The Vines, Highly Evolved (Capitol)

Posted July 22nd, 2002 by admin

The Vines
Highly Evolved
By: Eric Greenwood

The Vines are currently experiencing a dangerous wave of hype. As The Strokes and The White Stripes know very well, this can only lead to that polarizing "love it or hate it" status amongst the music literati. Consequently, The Vines will be judged against the hype, which invariably leads to unfair scrutiny and ready dismissal. America likes underdogs, so bands that show up out of the blue with too many foreign accolades under their belts tend to be judged harshly.

You may remember The Vines from its contribution to the I Am Sam Soundtrack earlier this year…or you may not. Its cover of "I'm Only Sleeping" while inoffensive even to Beatles purists is questionable only because of its audacity. Who is this band you've never heard of covering the Beatles with such attitude on a lame, train wreck of a soundtrack, featuring The Black Crowes doing "Lucy In The Sky With Diamonds?" Any band with an ounce of integrity would object to being associated with this film and that goes double for the soundtrack. I actually forgot that The Vines were on this soundtrack until a few months ago when I rediscovered it playing Tops Of The Pops on BBC America. I couldn't place where I'd heard the band before, and it drove me nuts for weeks.

The song The Vines played on Tops Of The Pops that random Saturday afternoon was "Highly Evolved", and it rocked. As the only band that didn't mime its music, The Vines stood out amidst the faceless English boy bands and mind-numbing electronic pop acts. Craig Nichols' melodic screaming immediately reminded me of Kurt Cobain’s shredded wail, and the music had that cocky swagger that only young upstarts are brave/dumb enough to pull off. I immediately went off to download the song, but I was slightly disappointed by what I found. The screaming was blunted by numerous overdubs and the music lacked the edge the band displayed live, so my interest quickly waned.

Seeing adds for the band's debut album every few minutes on MTV recently peaked my curiosity again. I decided that I could risk the "special low price" of $9.99 to see if the album were any better than the two songs I'd heard. Having listened to it three times, I'm still undecided, leaning towards "no." Perhaps, I should wait a few more weeks to write a review, but I have a hunch things won't improve over time.
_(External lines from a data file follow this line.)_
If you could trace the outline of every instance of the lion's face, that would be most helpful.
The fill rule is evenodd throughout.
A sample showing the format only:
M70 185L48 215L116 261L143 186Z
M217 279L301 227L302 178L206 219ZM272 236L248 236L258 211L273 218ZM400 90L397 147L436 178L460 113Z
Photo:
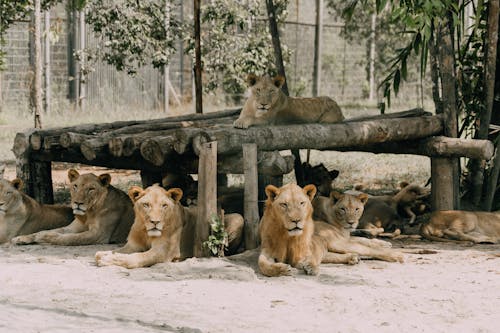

It's not like the music is so dense that it takes time to absorb. This is uncomplicated pop music to say the least. The album definitely has a few remarkable moments, but it's really just not very good. I knew it was a bad sign when I liked the blunted version of "Highly Evolved" better than any other song.

The biggest flaw is inarguably the production. Craig Nichols has an amazing voice. That is a given. He screams his nuts off, but he can make notes out of it the same way Kurt Cobain could. He can also belt out high notes without breaking up his voice, and he has a flawless falsetto. The problem is that he overdubs so many takes of his voice that you can't distinguish what is happening. It's just a blurry, messy chorus of vocals, and it sounds like complete shit. The music suffers the same problem. Everything is so slick and glossy that it never really rocks. Yeah, the guitars are loud, but they don't slice through the speakers the way they should. Nirvana's Nevermind was probably a bit too slick as well, which Kurt Cobain would have been the first to admit, but at least it maintained its edge.

The second biggest flaw of Highly Evolved is the songwriting. Craig Nichols may possess an extraordinary voice, but his music has yet to evolve into anything that could constitute memorable rock and roll. Everything on here is a retread, and Nichols does little to reveal himself as a writer. His influences are numerous and varied (Beatles, Beach Boys, Nirvana), but they display themselves in short irreconcilable bursts that lack cohesion or consistency. And his lyrics are hackneyed and trite to the point of utter embarrassment. I've always been suspect of lyricists that rely on excessive "yeah’s" to get them through choruses, but Nichols has no shame whatsoever in that regard. Nor does he mind utter mundanities like “I left my home/I left my home yeah/where I should go/where I should go yeah, yeah/Nothin’s gonna save you/nothin’s gonna save you out there” (“Homesick”).

Highly Evolved is a spotty debut at best and an over-hyped failure at worst. The hype will most likely be destructive in the end because The Vines don't yet possess the chops to back it all up.